We almost have all the bits and pieces to process a query. First, we make functions to compute the TF-IDF and to construct a query vector:

In [13]:
def tfidf(tf, idf):
    return tf * idf

def query_vector(index, query_terms):
    query_terms = set(query_terms)
    n_terms, _ = index.shape
    query_vector = np.zeros(n_terms)
    
    for idx, term in enumerate(index.index):
        if term in query_terms:
            query_vector[idx] = idf(index, term)

    return query_vector
        
query_vector(index, ["car", "wash"])

array([ 0.        ,  0.91629073,  0.51082562,  0.        ])

Now we proceed with the query processing:

    * First we compute the query vector.
    * We compute per document:
        * The vector of TF-IDFs.
        * The cosine similarity between this vector and the query vector.
    

In [14]:
def query(index, query_terms):
    q = query_vector(index, query_terms)
    n_terms, _ = index.shape

    results = []
    for doc in index:
        doc_vec = np.zeros(n_terms)
    
        for (idx, (term, tf)) in enumerate(index[doc].iteritems()):
            doc_vec[idx] = tfidf(tf, idf(index, term))   
        results.append((doc, cosine_similarity(q, doc_vec)))

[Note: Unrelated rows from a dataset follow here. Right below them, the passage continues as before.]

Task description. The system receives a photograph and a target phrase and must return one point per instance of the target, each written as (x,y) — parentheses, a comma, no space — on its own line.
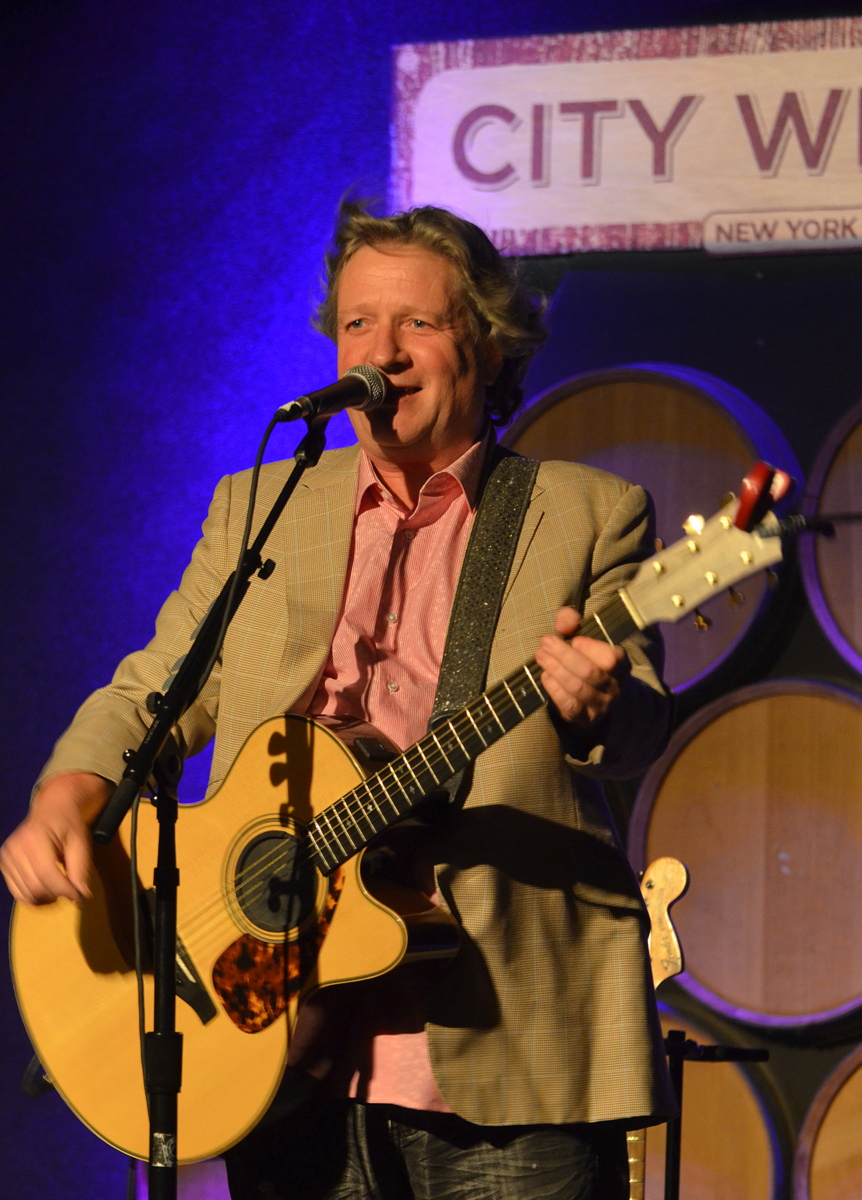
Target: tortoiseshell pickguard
(255,979)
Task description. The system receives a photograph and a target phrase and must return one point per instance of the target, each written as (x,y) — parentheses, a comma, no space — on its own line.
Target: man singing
(513,1072)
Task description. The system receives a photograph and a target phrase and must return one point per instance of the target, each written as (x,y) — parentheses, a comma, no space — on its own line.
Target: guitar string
(353,808)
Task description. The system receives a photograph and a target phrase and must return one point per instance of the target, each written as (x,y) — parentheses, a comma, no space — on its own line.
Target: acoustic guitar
(274,901)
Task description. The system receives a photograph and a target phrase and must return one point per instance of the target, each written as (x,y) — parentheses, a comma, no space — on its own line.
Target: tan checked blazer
(546,1014)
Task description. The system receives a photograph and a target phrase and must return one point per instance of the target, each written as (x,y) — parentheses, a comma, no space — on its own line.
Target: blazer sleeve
(115,717)
(636,730)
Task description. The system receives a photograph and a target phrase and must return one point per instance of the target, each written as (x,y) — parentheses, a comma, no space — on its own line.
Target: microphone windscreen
(377,387)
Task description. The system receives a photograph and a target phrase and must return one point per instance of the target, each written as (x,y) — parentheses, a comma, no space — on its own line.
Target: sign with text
(738,138)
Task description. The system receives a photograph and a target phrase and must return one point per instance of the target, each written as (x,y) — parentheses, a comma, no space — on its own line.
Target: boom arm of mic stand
(189,681)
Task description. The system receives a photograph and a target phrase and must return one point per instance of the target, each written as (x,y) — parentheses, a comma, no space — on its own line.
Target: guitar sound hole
(274,893)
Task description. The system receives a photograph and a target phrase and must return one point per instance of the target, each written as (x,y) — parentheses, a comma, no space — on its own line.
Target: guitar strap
(508,486)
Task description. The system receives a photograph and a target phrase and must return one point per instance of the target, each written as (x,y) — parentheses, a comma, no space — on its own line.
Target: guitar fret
(407,765)
(333,831)
(322,855)
(401,784)
(444,755)
(494,714)
(452,729)
(530,676)
(418,747)
(365,810)
(467,713)
(397,781)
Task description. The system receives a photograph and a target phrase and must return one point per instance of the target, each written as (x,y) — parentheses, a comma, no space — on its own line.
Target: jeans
(381,1152)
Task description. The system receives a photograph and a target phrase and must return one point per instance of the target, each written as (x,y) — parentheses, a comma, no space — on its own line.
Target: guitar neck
(389,795)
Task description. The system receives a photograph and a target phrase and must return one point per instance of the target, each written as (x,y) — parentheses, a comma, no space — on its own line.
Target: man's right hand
(49,853)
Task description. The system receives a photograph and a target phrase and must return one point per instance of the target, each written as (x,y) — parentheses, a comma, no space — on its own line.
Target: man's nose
(388,349)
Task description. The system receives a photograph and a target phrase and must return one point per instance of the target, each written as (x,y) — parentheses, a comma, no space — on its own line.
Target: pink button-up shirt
(383,667)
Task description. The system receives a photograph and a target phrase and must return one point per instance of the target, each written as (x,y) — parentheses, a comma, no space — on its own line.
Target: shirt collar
(466,473)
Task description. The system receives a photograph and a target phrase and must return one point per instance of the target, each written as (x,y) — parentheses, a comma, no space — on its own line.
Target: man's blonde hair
(500,306)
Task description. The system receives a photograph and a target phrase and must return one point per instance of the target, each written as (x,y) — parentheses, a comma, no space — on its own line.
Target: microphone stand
(157,757)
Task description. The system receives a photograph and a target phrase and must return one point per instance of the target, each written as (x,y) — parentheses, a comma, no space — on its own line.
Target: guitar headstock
(664,882)
(713,556)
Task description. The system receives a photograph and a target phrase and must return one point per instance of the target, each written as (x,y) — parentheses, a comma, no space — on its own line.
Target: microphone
(363,388)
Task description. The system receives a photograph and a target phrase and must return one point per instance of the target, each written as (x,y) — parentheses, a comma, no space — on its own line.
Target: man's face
(400,310)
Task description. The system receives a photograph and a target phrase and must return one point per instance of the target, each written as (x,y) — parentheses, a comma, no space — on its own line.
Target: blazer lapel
(317,531)
(531,523)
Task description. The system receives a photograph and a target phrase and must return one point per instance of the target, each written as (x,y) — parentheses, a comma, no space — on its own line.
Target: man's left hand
(582,676)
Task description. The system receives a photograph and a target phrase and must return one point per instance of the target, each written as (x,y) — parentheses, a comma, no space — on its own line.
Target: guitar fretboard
(388,796)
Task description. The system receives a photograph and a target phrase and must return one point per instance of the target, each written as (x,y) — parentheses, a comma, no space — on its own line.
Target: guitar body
(73,965)
(259,927)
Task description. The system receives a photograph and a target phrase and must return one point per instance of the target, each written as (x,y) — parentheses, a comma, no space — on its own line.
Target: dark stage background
(169,177)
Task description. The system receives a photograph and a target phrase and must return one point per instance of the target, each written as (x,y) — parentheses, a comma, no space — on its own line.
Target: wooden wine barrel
(828,1155)
(688,438)
(832,568)
(760,795)
(735,1133)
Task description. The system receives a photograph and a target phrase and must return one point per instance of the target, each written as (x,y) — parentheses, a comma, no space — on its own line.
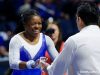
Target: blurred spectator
(47,9)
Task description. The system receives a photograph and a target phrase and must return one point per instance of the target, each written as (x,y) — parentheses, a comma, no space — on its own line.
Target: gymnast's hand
(44,64)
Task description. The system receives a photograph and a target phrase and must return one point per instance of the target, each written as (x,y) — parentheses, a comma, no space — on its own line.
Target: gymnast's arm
(14,55)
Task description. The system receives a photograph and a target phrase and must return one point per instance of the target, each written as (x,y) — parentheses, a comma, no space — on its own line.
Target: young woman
(28,46)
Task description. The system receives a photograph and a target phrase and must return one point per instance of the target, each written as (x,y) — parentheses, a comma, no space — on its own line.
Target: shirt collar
(91,27)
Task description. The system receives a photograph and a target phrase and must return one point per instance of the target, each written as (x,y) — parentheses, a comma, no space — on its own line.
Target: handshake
(39,63)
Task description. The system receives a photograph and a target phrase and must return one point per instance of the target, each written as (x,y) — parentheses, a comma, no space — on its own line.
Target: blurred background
(10,20)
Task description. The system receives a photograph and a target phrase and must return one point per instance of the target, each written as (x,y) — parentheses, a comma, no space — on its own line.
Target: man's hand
(43,63)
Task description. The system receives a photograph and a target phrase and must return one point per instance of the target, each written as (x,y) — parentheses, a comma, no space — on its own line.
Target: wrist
(30,64)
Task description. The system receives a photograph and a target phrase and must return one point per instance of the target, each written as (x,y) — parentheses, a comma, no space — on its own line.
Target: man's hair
(88,12)
(26,16)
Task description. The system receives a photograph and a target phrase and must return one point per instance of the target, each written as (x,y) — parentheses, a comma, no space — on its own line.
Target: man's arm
(61,63)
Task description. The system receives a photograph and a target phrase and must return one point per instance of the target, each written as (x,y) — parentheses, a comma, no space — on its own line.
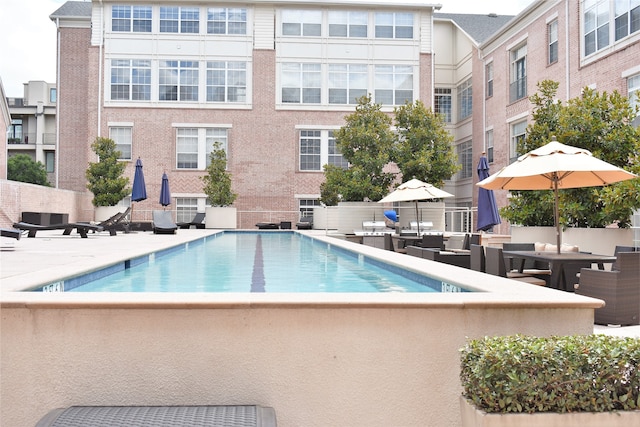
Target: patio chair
(163,223)
(197,221)
(152,416)
(619,289)
(82,228)
(495,265)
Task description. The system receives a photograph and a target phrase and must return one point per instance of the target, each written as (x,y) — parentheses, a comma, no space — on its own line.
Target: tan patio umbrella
(415,190)
(552,167)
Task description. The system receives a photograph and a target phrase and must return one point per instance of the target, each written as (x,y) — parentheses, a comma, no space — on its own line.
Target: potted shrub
(105,178)
(217,187)
(591,380)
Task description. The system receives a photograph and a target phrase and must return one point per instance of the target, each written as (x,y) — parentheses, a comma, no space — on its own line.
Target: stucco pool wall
(317,359)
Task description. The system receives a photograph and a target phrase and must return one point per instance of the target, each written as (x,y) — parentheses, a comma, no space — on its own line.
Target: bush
(593,373)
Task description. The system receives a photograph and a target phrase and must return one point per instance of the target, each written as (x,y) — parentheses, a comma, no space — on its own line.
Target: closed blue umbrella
(139,191)
(165,194)
(488,215)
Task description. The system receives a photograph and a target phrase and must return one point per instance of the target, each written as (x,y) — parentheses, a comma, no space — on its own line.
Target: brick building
(272,80)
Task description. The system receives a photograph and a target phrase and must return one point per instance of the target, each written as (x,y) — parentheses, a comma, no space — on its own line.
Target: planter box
(221,217)
(472,417)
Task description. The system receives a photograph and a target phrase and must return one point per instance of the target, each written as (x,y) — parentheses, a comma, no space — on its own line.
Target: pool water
(254,262)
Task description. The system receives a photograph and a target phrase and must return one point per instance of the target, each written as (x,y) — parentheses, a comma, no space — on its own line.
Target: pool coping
(106,250)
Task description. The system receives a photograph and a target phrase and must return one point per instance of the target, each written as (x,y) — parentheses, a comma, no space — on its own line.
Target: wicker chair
(619,289)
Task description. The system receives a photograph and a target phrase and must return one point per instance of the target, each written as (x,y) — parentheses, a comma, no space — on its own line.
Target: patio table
(558,262)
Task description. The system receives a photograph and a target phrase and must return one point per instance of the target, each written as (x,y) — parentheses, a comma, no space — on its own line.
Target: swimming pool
(241,261)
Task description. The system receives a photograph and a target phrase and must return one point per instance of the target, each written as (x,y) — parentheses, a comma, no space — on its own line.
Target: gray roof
(479,27)
(73,9)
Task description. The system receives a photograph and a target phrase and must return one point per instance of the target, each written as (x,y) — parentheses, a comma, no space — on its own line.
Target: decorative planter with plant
(217,187)
(105,177)
(518,380)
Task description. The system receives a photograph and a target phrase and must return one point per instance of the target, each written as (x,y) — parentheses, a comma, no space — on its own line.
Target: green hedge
(593,373)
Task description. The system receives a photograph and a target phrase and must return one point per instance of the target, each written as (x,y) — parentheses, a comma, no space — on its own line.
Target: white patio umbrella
(555,166)
(415,190)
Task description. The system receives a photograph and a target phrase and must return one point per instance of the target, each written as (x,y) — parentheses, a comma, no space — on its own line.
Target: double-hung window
(178,81)
(222,20)
(442,103)
(347,24)
(130,80)
(194,146)
(347,83)
(305,23)
(135,19)
(175,19)
(122,136)
(393,84)
(317,148)
(465,99)
(390,25)
(301,83)
(518,86)
(226,81)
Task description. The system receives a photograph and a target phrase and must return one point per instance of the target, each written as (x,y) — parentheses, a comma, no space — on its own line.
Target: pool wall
(318,359)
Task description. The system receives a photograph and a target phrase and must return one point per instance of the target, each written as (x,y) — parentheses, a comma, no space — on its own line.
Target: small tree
(217,181)
(366,142)
(425,148)
(23,168)
(105,176)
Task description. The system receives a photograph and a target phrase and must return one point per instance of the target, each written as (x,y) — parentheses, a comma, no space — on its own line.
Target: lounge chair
(197,221)
(305,223)
(163,223)
(82,228)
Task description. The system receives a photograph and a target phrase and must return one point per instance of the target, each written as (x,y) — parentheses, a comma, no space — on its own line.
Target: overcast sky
(28,36)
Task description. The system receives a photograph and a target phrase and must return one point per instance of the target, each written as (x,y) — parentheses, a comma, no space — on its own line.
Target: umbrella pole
(557,213)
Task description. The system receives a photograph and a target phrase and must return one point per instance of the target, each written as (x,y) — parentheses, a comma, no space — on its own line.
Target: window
(180,20)
(442,103)
(301,83)
(186,208)
(222,20)
(178,81)
(393,84)
(122,137)
(489,76)
(347,24)
(135,19)
(347,83)
(627,17)
(596,25)
(394,25)
(552,33)
(518,86)
(317,148)
(130,80)
(465,159)
(489,145)
(518,134)
(50,161)
(306,23)
(465,99)
(194,145)
(226,81)
(307,205)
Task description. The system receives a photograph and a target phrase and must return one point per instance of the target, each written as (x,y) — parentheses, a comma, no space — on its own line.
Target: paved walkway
(50,256)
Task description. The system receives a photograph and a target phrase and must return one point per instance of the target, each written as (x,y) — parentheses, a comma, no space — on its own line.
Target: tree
(367,143)
(424,147)
(600,123)
(105,176)
(23,168)
(217,181)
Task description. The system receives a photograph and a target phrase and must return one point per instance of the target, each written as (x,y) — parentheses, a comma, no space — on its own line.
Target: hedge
(593,373)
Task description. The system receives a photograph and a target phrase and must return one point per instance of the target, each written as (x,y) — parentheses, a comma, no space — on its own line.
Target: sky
(28,36)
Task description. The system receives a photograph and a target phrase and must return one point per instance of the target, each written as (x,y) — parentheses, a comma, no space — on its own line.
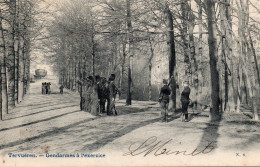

    return sorted(results, key=lambda t: t[1], reverse=True)

In [15]:
query(index, ["car", "wash"])

[(1, 1.0),
 (2, 0.49680738410267594),
 (4, 0.23710617314601054),
 (0, 0.0),
 (3, 0.0)]

In [16]:
query(index, ["car", "auto"])

[(2, 0.92050541877203973),
 (0, 0.70710678118654757),
 (1, 0.61761388700950914),
 (3, 0.0),
 (4, 0.0)]

In [17]:
query(index, ["car"])

[(1, 0.8734379353188122),
 (2, 0.43393041582178132),
 (0, 0.0),
 (3, 0.0),
 (4, 0.0)]

## Inverted index

Remembed our index:

In [18]:
index

Unnamed: 0,0,1,2,3,4
auto,1,0,2,0,0
car,0,1,1,0,0
wash,0,1,1,0,1
machine,0,0,0,1,1


* What are the differences between this index and the inverted index?
* How can we compute the Euclidean norms?